There are great views here looking north and west thanks to old clearings for the ski slopes.
About those ski slopes! Bearpen was the old site of the Princeton Ski Bowl, which was developed around 1955 and abandoned only a few years later. This ski resort holds mythical status amongst skiers in the Catskills. Its northeast face reportedly gets more snow than any other part of the Catskills and is able to hold it, too. Skiers in the 1950s were able to use the runs as late as mid-May. Enough skiers came to Bearpen that they got a taste for it, but it closed quickly enough that they weren’t able to come back.
Wy did this ski run close? You can read the whole sad story, but the gist is that there was a land dispute between the developer of the ski slopes, Ben Lane, and another developer, Percy Goff.

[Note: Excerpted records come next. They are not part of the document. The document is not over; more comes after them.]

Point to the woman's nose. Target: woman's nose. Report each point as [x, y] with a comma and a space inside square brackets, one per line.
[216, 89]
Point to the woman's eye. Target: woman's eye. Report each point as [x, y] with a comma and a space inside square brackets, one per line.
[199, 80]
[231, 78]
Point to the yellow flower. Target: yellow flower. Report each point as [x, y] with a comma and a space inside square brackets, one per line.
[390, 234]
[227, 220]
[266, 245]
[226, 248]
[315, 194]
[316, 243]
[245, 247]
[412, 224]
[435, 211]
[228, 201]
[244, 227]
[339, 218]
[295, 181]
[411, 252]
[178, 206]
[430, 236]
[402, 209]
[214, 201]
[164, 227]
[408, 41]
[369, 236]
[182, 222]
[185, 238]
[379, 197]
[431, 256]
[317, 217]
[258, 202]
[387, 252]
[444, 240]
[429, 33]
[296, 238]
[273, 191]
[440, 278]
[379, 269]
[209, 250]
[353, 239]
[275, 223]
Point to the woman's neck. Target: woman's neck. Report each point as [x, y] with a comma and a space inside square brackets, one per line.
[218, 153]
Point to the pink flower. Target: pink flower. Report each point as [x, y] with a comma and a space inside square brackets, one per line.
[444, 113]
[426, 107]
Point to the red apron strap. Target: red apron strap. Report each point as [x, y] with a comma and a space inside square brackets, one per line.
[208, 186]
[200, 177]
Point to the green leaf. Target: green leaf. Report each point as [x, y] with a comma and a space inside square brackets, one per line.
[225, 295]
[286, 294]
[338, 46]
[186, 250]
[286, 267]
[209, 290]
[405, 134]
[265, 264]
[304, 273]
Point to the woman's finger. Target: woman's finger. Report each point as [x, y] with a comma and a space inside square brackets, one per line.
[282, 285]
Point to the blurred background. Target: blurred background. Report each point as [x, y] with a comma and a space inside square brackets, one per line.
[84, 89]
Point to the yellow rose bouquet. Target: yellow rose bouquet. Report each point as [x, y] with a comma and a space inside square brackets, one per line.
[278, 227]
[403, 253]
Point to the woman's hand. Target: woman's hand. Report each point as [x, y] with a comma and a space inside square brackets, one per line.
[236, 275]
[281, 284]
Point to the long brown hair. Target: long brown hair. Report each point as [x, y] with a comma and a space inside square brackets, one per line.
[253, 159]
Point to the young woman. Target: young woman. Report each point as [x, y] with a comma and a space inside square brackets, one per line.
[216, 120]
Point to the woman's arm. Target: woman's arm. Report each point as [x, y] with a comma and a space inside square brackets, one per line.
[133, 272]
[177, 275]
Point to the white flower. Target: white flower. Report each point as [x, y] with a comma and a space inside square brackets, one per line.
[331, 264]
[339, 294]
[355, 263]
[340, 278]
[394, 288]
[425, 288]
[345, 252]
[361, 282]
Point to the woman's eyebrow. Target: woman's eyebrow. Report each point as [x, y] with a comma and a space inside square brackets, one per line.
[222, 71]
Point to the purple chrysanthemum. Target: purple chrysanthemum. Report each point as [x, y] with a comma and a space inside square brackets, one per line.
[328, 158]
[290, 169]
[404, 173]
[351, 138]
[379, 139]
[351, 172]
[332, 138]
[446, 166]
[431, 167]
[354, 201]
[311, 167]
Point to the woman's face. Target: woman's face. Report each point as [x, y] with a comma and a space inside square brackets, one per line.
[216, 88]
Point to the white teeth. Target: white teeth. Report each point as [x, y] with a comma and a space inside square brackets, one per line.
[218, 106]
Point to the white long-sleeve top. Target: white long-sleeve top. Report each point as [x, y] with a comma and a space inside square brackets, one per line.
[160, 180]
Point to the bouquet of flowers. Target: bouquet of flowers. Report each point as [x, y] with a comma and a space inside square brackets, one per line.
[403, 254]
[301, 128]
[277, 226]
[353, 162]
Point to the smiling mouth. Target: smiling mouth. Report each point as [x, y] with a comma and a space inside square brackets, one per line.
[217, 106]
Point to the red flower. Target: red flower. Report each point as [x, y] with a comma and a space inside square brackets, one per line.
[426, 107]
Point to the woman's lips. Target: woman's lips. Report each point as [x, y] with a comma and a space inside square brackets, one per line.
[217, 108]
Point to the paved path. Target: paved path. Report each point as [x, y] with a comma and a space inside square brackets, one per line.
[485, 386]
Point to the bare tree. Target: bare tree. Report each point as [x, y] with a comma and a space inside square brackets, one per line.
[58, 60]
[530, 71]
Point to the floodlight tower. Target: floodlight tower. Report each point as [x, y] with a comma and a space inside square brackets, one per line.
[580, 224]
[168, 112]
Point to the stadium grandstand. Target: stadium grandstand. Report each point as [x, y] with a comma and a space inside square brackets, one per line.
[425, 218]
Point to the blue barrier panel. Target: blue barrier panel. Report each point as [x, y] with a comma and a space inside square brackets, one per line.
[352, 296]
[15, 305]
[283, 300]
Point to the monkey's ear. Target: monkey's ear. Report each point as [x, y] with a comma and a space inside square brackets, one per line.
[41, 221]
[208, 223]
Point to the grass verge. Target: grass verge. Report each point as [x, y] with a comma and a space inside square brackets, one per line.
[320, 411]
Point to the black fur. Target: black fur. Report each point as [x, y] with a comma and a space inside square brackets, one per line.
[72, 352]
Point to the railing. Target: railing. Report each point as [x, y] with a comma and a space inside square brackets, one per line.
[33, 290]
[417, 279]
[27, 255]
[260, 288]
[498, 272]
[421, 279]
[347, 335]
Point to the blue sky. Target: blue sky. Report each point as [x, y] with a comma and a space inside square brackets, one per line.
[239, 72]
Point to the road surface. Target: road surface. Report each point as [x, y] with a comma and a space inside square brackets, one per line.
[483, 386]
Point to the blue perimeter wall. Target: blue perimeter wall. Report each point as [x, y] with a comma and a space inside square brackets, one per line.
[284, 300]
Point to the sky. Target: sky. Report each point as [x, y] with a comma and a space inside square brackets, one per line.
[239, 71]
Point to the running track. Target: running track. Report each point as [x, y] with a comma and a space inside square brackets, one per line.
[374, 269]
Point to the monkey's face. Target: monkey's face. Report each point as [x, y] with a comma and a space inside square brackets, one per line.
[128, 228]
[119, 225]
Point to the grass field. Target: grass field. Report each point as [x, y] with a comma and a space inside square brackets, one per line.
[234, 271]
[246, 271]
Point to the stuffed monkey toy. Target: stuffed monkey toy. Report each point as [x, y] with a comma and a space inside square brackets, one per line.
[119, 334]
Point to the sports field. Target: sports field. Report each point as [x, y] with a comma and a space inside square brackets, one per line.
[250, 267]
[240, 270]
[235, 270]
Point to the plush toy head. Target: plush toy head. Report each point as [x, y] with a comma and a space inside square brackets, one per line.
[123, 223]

Goff was well connected and you can find many allegations of corruption and self-dealing around this particular case. Ben Lane was young (25?) at the time and starting an optometry business. The lawsuit and his growing business scuttled any attempts to revive the ski run. The court case wasn’t resolved until 1978. Goff eventually logged the land and sold it to the state. I haven’t been able to find any information online about him outside of the ski resort story.
After lunching and enjoying the views at the top of Bearpen, we were back to the car around 4pm and had a short drive to Andes. Plenty of time to get cleaned up and enjoy a spectacular Nowruz feast at Brushland.
Three Catskills hikes in a row without seeing another soul! My only plan for Catskills hiking this winter was to do the four required winter peaks. But I guess I must have liked it because I did 13! Now with winter officially over, I plan to take a few weeks off of hiking to let the snow melt. With any luck, my next hikes will really feel like spring.